The petition is meritorious.
The RTC order is
final and executory
It is a hornbook rule that once a judgment has become final and executory, it may no longer be modified in any respect, even if the modification is meant to correct an erroneous conclusion of fact or law, and regardless of whether the modification is attempted to be made by the court rendering it or by the highest court of the land, as what remains to be done is the purely ministerial enforcement or execution of the judgment. This is known as the doctrine of immutability of judgments. Like any other rule, the doctrine of immutability of judgments admits of certain exceptions, to wit: (1) the correction of clerical errors, (2) the so-called nunc pro tunc entries which cause no prejudice to any party, (3) void judgments, and (4) whenever circumstances transpire after the finality of the decision rendering its execution unjust and inequitable.

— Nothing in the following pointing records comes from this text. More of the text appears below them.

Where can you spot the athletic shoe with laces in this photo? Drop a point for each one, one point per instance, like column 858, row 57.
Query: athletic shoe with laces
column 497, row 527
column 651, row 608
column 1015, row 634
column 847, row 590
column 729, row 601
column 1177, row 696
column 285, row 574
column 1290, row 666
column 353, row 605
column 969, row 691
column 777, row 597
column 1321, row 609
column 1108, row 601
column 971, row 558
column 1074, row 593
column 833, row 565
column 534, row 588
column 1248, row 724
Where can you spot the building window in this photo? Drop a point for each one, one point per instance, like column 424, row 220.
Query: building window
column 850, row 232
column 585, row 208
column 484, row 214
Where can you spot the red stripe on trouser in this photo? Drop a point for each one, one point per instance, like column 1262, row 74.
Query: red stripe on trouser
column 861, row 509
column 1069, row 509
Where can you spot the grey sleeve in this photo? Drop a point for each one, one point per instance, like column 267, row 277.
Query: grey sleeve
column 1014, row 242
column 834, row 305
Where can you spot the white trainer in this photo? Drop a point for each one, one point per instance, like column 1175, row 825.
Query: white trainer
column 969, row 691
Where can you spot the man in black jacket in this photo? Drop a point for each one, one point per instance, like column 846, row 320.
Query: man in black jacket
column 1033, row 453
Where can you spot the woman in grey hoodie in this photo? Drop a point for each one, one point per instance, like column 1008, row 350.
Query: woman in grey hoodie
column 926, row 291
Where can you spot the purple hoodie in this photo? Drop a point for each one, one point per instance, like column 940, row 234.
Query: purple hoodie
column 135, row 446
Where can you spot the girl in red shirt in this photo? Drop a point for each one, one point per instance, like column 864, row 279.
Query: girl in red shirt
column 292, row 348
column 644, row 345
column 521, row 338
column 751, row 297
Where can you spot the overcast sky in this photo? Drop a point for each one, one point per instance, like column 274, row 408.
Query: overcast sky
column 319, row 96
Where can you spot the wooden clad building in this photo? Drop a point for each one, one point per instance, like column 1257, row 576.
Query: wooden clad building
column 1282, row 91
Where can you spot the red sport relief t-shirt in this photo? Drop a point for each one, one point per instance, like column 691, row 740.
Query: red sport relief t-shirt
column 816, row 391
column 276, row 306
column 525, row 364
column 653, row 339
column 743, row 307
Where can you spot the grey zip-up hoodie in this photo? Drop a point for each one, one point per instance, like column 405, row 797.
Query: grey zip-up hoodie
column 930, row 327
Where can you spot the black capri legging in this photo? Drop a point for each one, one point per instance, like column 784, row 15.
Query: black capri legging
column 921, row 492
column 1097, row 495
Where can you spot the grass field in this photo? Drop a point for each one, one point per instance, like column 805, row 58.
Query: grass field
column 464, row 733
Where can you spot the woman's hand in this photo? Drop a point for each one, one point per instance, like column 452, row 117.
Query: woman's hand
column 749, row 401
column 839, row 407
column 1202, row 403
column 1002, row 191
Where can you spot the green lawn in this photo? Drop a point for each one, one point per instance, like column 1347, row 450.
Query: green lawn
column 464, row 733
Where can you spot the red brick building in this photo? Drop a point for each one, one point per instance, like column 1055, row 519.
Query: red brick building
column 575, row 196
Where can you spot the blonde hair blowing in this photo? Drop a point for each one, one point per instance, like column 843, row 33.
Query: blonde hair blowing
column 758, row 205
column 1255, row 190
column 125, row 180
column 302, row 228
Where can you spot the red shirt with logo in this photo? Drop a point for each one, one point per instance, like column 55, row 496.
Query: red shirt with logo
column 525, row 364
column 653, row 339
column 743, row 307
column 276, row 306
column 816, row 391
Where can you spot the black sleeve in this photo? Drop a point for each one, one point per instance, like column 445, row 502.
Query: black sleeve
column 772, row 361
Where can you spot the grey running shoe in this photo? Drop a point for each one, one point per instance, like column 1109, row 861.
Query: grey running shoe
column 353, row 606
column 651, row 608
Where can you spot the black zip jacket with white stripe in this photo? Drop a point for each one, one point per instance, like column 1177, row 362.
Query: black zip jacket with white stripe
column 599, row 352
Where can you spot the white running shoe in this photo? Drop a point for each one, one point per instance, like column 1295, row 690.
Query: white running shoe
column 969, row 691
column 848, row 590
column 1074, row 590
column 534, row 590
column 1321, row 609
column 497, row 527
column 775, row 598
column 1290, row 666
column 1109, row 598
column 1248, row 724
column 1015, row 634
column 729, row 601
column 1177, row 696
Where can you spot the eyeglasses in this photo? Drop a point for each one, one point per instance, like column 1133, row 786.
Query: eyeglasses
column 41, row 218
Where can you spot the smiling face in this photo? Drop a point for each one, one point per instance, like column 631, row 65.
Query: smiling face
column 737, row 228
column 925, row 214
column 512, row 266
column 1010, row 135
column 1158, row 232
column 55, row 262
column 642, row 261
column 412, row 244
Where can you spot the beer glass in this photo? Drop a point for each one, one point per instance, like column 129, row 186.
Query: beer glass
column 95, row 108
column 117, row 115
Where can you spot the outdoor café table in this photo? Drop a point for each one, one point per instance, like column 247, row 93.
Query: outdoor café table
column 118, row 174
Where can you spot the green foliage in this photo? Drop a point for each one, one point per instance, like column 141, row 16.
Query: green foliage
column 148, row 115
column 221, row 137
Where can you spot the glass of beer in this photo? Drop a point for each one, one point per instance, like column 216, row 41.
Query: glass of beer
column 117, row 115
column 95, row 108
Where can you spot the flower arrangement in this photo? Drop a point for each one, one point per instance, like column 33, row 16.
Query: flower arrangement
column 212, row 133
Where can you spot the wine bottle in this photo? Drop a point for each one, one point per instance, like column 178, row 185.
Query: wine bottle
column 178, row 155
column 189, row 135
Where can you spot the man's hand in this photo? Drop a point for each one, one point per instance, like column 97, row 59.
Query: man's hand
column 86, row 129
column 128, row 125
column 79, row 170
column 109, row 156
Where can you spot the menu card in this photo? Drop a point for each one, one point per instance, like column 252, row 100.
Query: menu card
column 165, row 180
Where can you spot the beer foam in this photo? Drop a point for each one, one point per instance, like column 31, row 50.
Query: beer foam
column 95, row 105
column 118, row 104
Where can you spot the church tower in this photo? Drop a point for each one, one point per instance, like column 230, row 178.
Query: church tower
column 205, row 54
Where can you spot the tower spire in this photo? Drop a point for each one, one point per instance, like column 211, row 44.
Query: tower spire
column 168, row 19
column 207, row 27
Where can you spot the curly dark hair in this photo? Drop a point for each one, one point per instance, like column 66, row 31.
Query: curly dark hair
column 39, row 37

In this case, it was revealed that the assailed March 5, 2007 Order of the RTC of Pagadian City, which was appealed by respondent before the CA, had long become final and executory. Scrutiny of the records showed that respondent moved for reconsideration of the said Order before the trial court. However, the trial court, in an Order dated March 16, 2007, considered respondent’s Motion for Reconsideration as a mere scrap of paper for violating the three (3)-day notice rule and was, thus, expunged from the records. Respondent then filed an Omnibus Motion for Reconsideration and/or to Set Aside Order dated March 5, 2007 with Motion for Execution. The trial court once again, in an Order dated March 27, 2007, expunged the motion from the records on the ground that it was a second Motion for Reconsideration, a prohibited pleading.
Sections 4 and 5, Rule 15 of the 1997 Revised Rules on Civil Procedure (Rules) state that:
Section 4. Hearing of motion. — Except for motions which the court may act upon without prejudicing the rights of the adverse party, every written motion shall be set for hearing by the applicant.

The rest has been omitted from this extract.